By: Papyrus87 | December 31, 2017
Noël à Nazareth
31/12/2017
C’est de retour d’Égypte que Joseph, évitant la Judée, abrita discrètement sa famille à Nazareth de Galilée.
De là Jésus prit son nom : Jésus le nazaréen.
Matthieu (Mt 2) parsème son récit de ces péripéties de citations des Écritures toutes plus surprenantes les unes que les autres.
Du moins pour nous lecteurs modernes.
Pour les comprendre, les commentateurs n’ont pas manqué d’ingéniosité. Quant à la prédication populaire, elle les esquive le plus souvent, tout simplement.
Il n’est pas rare que par une sorte de réflexe apologétique, l’on recoure à diverses acrobaties exégétiques, plus pour "justifier" Matthieu que pour essayer d’entrer dans son monde, dans son cadre de pensée et dans ses références.
Le commentaire évangélique fréquent, voulant voir dans ces prophéties des prédictions directes sur Jésus – dont l’accomplissement prouverait que "la Bible est vraie" – fait reposer la vérité des Écritures et de Christ sur des fondements bien fragiles. De telles "prédictions" d’ailleurs ne convaincront personne qui n’a pas déjà la foi en Jésus.
Pour la simple raison que ce ne sont pas des prédictions !
Parmi les textes des prophètes hébreux que cite Matthieu 2, se trouve celui – inattendu – d’Osée 11:1 :
Quand Israël était jeune, je l'aimais :
d'Égypte j'ai appelé mon fils.
(traduction Nouvelle Bible Segond)
Il est remarquable qu’ici Matthieu voulant centrer l’attention sur une personne – Jésus – ne reproduit pas la traduction de la LXX qui, elle, a un pluriel ("mes enfants"), mais donne une traduction littérale de l’hébreu ("mon fils").
Mais le "mon fils" de l’hébreu est clairement un singulier collectif : il n’est qu’à lire la suite du chapitre, où il est question d’Éphraïm, d’Israël, c’est-à-dire du peuple du royaume du nord auquel Osée s’adresse.
Ce n’est certes pas là une "prédiction" au sujet de Jésus.
Il faut lire Jérémie 31:9 pour un parallèle, concernant cette fois le retour d’exil, où Dieu ("je suis un père pour Israël") appelle son fils Jacob-Israël ("Éphraïm est mon premier-né") hors de Babylone. C’est d’ailleurs dans ce même chapitre qu’on trouve l’oracle sur Rama (v. 15), repris par Mt 2:18.
(pour l’importance du thème du retour chez Matthieu, cf. sa quadruple mention de Babylone en Mt 1)

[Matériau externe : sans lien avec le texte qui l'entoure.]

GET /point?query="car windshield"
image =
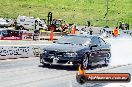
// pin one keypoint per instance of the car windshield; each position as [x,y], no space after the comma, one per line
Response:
[75,40]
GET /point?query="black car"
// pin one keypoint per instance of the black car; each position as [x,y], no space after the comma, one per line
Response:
[75,50]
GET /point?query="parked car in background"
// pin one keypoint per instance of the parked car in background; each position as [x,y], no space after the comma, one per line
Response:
[3,23]
[27,23]
[76,50]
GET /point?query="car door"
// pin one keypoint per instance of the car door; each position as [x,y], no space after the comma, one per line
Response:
[95,49]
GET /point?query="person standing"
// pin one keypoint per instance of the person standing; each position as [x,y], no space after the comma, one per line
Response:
[91,29]
[116,32]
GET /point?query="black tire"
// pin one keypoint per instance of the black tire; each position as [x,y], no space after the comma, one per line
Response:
[85,61]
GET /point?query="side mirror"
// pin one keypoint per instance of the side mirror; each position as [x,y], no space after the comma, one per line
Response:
[93,46]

Si ce n’est pas une prédiction, donc, qu’est-ce alors ?
Pourquoi et comment Matthieu cite-t-il ce texte ?
Si l’on abandonne l’idée de prédiction directe – qui selon moi ne correspond en rien à l’esprit du texte – et si l’on renonce à "justifier" de diverses manières Matthieu d’avoir cité un texte sans rapport évident avec le retour d’Égypte de Joseph avec sa famille, l’on pourra mieux entrer dans le génie de son évangile.
Matthieu vit et écrit dans un monde d’harmoniques scripturaires : les textes s’appellent les uns les autres selon une autre "logique" que la nôtre. Son univers, et celui de son premier auditoire, est celui de la lecture juive des Écritures.
La question n’est pas de savoir si l’on peut prendre la même liberté que lui pour faire entrer en résonance des textes entre eux.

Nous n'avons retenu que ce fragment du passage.